British football administrator

Arthur Henry Hobbs (c. 1923 – 1975) was a British football administrator who has been described as the 'father of women's football' in the United Kingdom. He ran the successful Deal International Tournament and was later instrumental in starting the Women's Football Association, serving as its first secretary in 1969.

==Early life and career==
Hobbs was born in c. 1923 in Wincanton, in Somerset. He was a carpenter and played amateur football. During the Second World War he served in the 4th Battalion, Wiltshire Regiment and was stationed in Deal, in Kent, where he settled after the war and he and his older brother, Albert, married twin sisters, Mary and Daphne Arnold. He worked for Deal Town Council as a carpenter.

Enthusiastic about women's football, Hobbs ran a team in Deal and in 1965 held a match for telephone operators. In 1967 he organised an 8-team local tournament to be held at Deal Town F.C.'s ground; it had to be moved to Betteshanger Colliery after the FA blocked use of the ground under their 1921 ban on women's football. Dover GPO were the winners. The following year, teams from the North of England participated, and Manchester Corinthians won; the Deal International Tournament grew to 52 teams in 1969.

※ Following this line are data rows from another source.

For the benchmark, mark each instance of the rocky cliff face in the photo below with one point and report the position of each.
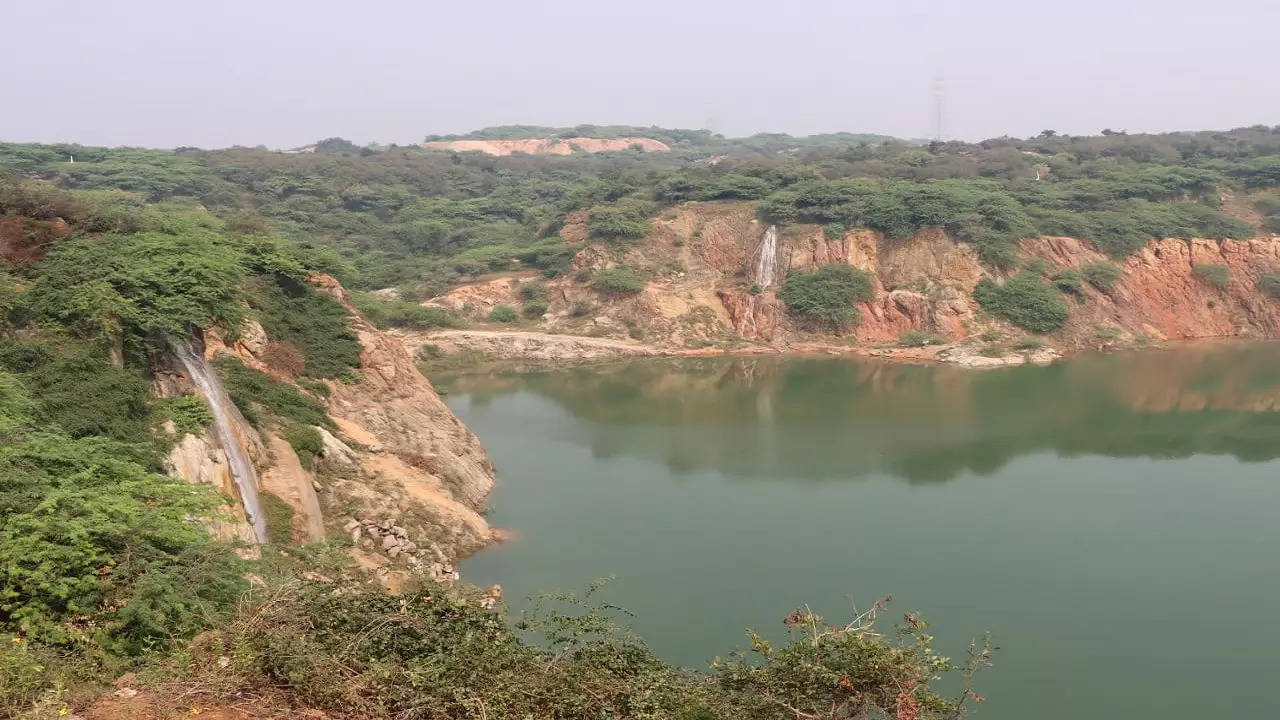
(702, 259)
(398, 459)
(549, 145)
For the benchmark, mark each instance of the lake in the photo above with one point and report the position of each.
(1114, 520)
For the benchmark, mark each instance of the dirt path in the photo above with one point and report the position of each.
(522, 345)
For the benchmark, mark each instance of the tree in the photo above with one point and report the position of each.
(827, 295)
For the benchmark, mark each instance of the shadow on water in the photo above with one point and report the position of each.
(827, 418)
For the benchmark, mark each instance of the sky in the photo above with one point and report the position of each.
(283, 73)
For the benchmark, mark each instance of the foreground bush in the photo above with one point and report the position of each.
(1023, 300)
(826, 296)
(434, 654)
(99, 548)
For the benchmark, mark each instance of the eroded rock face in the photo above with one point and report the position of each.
(1161, 296)
(754, 317)
(426, 464)
(398, 454)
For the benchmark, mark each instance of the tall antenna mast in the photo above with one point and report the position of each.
(937, 108)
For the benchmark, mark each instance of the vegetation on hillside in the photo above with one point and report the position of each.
(412, 217)
(826, 296)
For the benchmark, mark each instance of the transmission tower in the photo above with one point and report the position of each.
(937, 108)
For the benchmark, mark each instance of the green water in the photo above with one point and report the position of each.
(1112, 520)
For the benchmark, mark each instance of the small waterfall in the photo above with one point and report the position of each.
(767, 265)
(224, 418)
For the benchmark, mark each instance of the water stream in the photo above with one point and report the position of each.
(767, 267)
(225, 415)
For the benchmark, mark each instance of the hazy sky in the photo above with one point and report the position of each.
(287, 72)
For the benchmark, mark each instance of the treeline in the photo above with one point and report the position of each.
(421, 219)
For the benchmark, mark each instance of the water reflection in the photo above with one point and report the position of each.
(824, 418)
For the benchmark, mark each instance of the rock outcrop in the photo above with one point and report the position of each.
(397, 455)
(549, 145)
(703, 263)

In the late 1960s he took a leading role in starting the Ladies' Football Association of Great Britain, now the Women's Football Association, which he announced after the 1969 Deal Tournament; he was its first secretary when it held its first meeting that November. He stepped down for health reasons in 1972, the year of the last Deal Tournament.

==Legacy==
An Arthur Hobbs Cup was planned to be held in 2022 under the auspices of Deal Town F.C. and Betteshanger Sports & Social Club with the support of Deal Town Council, as a revival of the Deal International Tournament in honour of Hobbs. In 2023, the first Arthur Henry Hobbs tournament for under-16 girls' teams took place at Goodwin Academy in Deal, in association with the Deal Town Rangers Summer Tournament.

==Personal life==
Hobbs and his wife Mary adopted a son and a daughter. His wife was killed in a car accident in the early 1970s; he died of a heart attack in 1975.